Pittsburgh is one of the cities mentioned as obese. Homes are cheap, the cost
of living is cheap, and generally I find it a pleasant place to live. Owning a
home is a possibility, even relatively easy for the middle class, without
major sacrifices/crushing debt. The public schools are pretty good, crime is
relatively low, libraries are pretty good, there's quite a variety in bars,
restaurants, concerts, etc.

Currently I live in California where the rent is sky high, and it makes me
generally sad. People who don't focus on making money are generally ejected
from the communities because they can't afford to stay. Similarly businesses
that don't have high profit margins or at least really pack in the customers
generally die pretty quickly.

In Pittsburgh you get tons of small businesses, often have an acre or two of
land (usually from the road back to the treeline) and it's easy for them to
break even because the rent is so low. Wander into a hardware store and the
person has been working there for 10 years, actually understands what he
sells, and can break even on a few customers an hour.
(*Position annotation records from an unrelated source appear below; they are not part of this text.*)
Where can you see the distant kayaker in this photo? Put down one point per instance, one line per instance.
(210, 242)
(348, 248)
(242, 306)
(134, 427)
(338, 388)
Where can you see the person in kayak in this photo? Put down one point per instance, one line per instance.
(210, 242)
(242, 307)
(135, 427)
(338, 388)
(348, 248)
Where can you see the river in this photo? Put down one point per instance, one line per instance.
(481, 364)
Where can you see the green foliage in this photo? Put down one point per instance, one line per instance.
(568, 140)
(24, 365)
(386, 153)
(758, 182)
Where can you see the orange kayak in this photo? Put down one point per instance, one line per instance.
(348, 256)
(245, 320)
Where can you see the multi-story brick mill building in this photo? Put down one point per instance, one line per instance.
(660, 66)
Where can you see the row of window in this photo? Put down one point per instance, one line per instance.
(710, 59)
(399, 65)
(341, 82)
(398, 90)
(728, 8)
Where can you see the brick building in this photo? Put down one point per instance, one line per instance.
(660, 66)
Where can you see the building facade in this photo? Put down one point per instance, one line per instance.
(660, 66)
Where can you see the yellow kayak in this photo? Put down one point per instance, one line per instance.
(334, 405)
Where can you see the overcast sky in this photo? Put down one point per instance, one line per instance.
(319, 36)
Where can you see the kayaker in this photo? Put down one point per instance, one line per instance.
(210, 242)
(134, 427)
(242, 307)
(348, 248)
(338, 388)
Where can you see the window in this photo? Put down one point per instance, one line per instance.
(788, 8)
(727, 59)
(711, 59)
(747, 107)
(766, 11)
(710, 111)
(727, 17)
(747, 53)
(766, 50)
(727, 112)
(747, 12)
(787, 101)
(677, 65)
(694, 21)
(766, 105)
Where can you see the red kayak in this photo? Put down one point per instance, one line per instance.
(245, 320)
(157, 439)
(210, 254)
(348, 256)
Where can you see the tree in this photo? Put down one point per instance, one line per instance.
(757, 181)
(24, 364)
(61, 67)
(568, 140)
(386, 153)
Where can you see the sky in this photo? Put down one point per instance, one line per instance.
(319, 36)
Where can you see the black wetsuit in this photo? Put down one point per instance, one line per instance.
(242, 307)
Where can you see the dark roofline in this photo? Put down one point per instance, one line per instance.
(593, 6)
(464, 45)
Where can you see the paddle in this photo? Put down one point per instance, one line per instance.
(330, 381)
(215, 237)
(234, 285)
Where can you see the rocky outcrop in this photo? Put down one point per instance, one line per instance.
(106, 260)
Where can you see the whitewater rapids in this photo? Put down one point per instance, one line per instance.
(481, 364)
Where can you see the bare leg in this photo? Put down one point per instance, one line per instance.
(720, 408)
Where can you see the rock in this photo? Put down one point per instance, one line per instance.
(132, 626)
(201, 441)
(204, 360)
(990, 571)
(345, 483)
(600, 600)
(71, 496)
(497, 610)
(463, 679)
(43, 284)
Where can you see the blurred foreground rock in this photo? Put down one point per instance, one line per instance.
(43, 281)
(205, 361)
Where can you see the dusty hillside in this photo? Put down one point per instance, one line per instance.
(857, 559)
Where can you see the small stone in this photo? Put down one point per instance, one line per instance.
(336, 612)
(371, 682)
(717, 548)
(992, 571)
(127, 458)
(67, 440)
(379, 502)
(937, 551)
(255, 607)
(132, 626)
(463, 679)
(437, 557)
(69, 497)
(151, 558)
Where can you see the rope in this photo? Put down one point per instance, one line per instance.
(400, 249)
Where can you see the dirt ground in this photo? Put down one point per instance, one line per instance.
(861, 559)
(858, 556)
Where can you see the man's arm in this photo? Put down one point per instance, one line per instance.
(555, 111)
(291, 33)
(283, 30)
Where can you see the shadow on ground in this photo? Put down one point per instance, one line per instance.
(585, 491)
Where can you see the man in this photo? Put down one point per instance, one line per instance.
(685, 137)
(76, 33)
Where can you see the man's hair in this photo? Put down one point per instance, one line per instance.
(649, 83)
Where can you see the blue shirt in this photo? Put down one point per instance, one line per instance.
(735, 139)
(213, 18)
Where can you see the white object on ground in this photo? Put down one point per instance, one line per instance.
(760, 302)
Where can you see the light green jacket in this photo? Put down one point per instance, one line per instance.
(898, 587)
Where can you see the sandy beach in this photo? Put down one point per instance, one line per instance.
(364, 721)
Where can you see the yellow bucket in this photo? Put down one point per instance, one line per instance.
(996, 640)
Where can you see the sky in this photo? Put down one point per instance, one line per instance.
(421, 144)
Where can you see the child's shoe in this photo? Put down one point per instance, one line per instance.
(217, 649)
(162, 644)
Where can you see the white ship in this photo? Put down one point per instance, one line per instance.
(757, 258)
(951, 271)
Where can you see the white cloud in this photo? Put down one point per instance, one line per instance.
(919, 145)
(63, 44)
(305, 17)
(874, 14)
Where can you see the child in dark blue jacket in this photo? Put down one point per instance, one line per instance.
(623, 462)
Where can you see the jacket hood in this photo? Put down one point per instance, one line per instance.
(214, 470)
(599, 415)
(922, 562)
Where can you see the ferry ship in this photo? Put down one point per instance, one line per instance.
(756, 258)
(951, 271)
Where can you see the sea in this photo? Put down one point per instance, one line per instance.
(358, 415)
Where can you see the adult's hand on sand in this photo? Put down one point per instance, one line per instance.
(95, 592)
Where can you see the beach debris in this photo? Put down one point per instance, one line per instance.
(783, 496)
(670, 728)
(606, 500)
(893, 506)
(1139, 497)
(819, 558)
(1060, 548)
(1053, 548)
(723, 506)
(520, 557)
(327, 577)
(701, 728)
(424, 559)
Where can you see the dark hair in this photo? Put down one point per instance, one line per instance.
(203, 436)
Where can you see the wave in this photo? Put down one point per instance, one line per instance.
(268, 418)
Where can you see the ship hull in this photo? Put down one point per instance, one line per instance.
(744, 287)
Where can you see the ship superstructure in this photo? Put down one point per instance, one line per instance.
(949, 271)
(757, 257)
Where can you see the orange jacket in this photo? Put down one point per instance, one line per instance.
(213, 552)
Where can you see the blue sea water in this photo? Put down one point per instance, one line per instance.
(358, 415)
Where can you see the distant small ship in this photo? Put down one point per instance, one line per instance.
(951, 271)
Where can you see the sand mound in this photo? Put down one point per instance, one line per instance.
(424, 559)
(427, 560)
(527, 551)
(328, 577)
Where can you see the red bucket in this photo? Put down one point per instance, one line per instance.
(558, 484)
Contrary to the story, my non-obese city (with no parking, high rents, a
shortage of houses, high traffic) requires more driving than the obese
Pittsburgh. The main issue is that low margin businesses can't afford to be
here. People that make $10 an hour can't afford to live here. The public
transportation is still terrible. So Costco ... drive to a different city.
Windshield repair... different city. Buy a pair of socks... different city. If
you have an entry level job in any profession... you have to live elsewhere
and generally drive to work. To make matters worse that entry level job ends
up paying a fair amount just to park.